The first half of the book deals with the end of the “cold war”. Revel stresses that he never argued democracies were doomed — there is a big difference between warning and predicting. In his previous books he merely described what might happen if democracies kept looking the other way while the Soviets pursued aggressive policies. As it happened, the Soviet ran out of ammunition. The victory of the West, Revel says, had little to do with a principled determination to stand up for its own interest and ideals.

Indeed, he points out that between 1985 and 90, democracies were at their appeasing best. In June 1990, for example, as the Soviet Union was about to collapse and the West had never looked so strong, Mikhail Gorbachev negotiated in Washington from a position of strength to obtain financial and political support from Westerners, who ignored the desperate appeals of independence-seeking Balts. The prevailing idea at the time was: “We must help Gorbachev in order to encourage reform.” The lessons of détente — that to reform communism you must start by ditching it and that aid only delays the process — had not been learnt. The West, Revel concludes, “never believed in its own superiority” and “was rescued almost against its will, not because it defended itself but because the forces which sought to destroy it unexpectedly disintegrated.”
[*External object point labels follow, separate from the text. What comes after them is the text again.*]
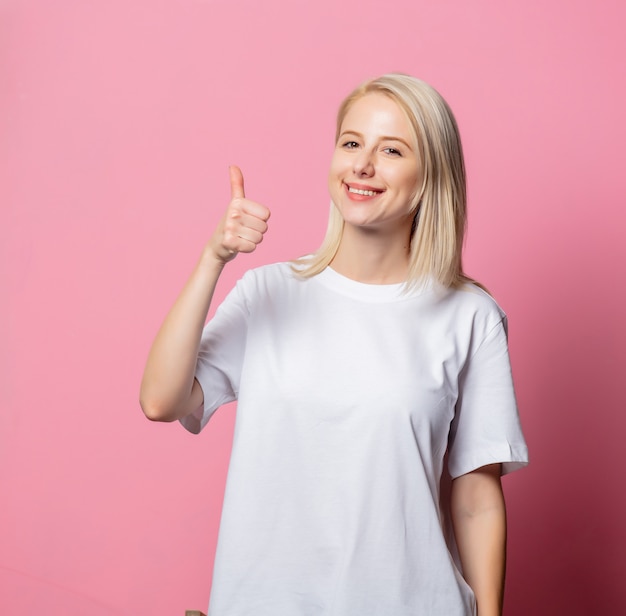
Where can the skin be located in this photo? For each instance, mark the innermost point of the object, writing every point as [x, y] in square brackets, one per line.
[376, 152]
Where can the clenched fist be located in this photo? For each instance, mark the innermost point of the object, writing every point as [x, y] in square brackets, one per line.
[242, 226]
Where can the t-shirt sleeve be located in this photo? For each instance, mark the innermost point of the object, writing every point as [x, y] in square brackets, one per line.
[486, 428]
[220, 357]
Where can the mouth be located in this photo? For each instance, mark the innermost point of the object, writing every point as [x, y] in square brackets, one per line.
[363, 191]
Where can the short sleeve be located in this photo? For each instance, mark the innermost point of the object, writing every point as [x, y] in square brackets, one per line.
[220, 357]
[486, 428]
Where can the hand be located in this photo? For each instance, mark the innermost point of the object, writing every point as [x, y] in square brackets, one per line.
[242, 226]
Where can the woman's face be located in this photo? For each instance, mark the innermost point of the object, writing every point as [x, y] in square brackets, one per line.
[375, 169]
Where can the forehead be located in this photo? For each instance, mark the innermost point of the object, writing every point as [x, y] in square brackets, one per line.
[377, 113]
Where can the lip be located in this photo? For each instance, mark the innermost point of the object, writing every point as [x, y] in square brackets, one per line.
[356, 197]
[363, 187]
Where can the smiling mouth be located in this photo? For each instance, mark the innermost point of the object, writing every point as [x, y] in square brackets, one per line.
[365, 193]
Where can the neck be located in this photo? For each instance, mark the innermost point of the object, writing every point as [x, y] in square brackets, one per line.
[371, 257]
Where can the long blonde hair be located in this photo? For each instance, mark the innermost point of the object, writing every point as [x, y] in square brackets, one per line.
[440, 201]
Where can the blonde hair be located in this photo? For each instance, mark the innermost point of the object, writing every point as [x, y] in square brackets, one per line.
[440, 202]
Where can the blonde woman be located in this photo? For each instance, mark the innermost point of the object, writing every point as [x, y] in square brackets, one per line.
[364, 374]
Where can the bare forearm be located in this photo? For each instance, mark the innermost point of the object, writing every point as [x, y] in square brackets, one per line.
[168, 378]
[168, 389]
[479, 517]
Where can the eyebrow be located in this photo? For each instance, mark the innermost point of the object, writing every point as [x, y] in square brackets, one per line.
[383, 138]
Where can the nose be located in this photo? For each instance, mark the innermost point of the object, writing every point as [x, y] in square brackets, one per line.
[364, 164]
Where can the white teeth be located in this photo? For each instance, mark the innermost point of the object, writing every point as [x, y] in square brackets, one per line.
[358, 191]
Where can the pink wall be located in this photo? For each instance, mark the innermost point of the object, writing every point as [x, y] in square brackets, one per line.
[118, 120]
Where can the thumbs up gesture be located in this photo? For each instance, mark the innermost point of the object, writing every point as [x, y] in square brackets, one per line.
[242, 226]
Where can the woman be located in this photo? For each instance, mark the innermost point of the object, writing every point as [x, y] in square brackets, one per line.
[357, 371]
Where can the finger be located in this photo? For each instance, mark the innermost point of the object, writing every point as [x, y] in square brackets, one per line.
[252, 222]
[236, 182]
[255, 209]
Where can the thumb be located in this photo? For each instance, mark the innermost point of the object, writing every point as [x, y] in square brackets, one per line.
[236, 182]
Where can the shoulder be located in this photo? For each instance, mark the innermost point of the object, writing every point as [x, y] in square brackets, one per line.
[271, 274]
[273, 280]
[470, 311]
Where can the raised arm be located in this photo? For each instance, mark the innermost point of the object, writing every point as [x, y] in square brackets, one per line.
[479, 519]
[169, 390]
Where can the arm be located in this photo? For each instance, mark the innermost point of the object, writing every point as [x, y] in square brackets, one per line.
[169, 390]
[479, 519]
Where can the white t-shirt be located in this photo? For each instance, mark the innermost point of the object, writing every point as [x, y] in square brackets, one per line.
[349, 396]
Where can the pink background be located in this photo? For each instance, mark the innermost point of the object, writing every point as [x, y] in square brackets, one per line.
[118, 120]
Revel gives three reasons for this disintegration. First, from 1980 to 1985 democracies did show a rare readiness to support attempts to reverse Soviet conquests (notably in Poland and Afghanistan). Second, Communism became ideologically bankrupt — by the 1980s, Soviet leaders had stopped viewing themselves as saviours of mankind and had lost their political will to survive. Third, Gorbachev played a crucial role by seeking to replace the old apparatus with a new breed of officials who he thought would purge communism of Stalinist oppression and lead it into the next century. As could be expected, ordinary Soviets used their new-found freedom to relegate Marxism-Leninism, not just Stalinism, to the dustbin of history.

This analysis leads Revel to adopt an original position in the “end-of-history” debate. He shares Francis Fukuyama’s faith that capitalist democracy, as the best form of social system ever invented, will ultimately replace the others. But in the short term at least, he points out that history is made of men’s actions — it is up to them to move ahead or backwards. “A political analyst might, with solid arguments, say to a condemned man on whose neck the guillotine is about to fall: ‘Don’t worry, this execution belongs to an obsolete moment in history’. But in doing so he only confirms that nine tenths of what happens to us is made of the dregs of an earlier era.” The Chinese students might well one day be free, but not the ones who were crushed in Tiananmen Square. “Of course in the long run, it is probable that China will take a liberal course. But in politics I care about the short run, because life is short.”

The second half of the book analyses current challenges to the democratic resurgence. Despite growing awareness in developing countries that political and economic freedoms are vital pre-conditions, not by-products, of development, it will take a cultural revolution for those freedoms to take root in the Third World. As long as most Muslims reject the separation of Church and State, for instance, Arab countries will remain in the grip of tyranny and poverty. In the Eastern bloc, dealing with the psychological after-shocks of communism will be an especially daunting task. Even in the developed world, the growth of corruption and apathy threatens to undermine the moral foundation of free societies.

Democracy and human rights, Revel concludes, will prevail only if people believe in them and take actions to defend them. He stresses in particular the moral duty of international intervention: dictators should not be allowed a free reign of terror within their own borders.

Le Regain démocratique is a major political essay written in the razor-sharp style of a born pamphleteer. As was the case with Revel’s previous works, the aficionados will relish the clarity, the trenchant metaphors and the crushing wit; the others, after gritting their teeth through the first few chapters, will probably throw away the book and conclude that the author is a hopeless conservative.

Revel, in fact, is an uncompromising liberal — in the old European sense of the word and in the American “cold-war liberal” tradition. The American columnist George Will once elegantly defined the conservative as “a pessimist who goes though life hoping to be proven wrong.” Only by that standard could Revel be called a conservative.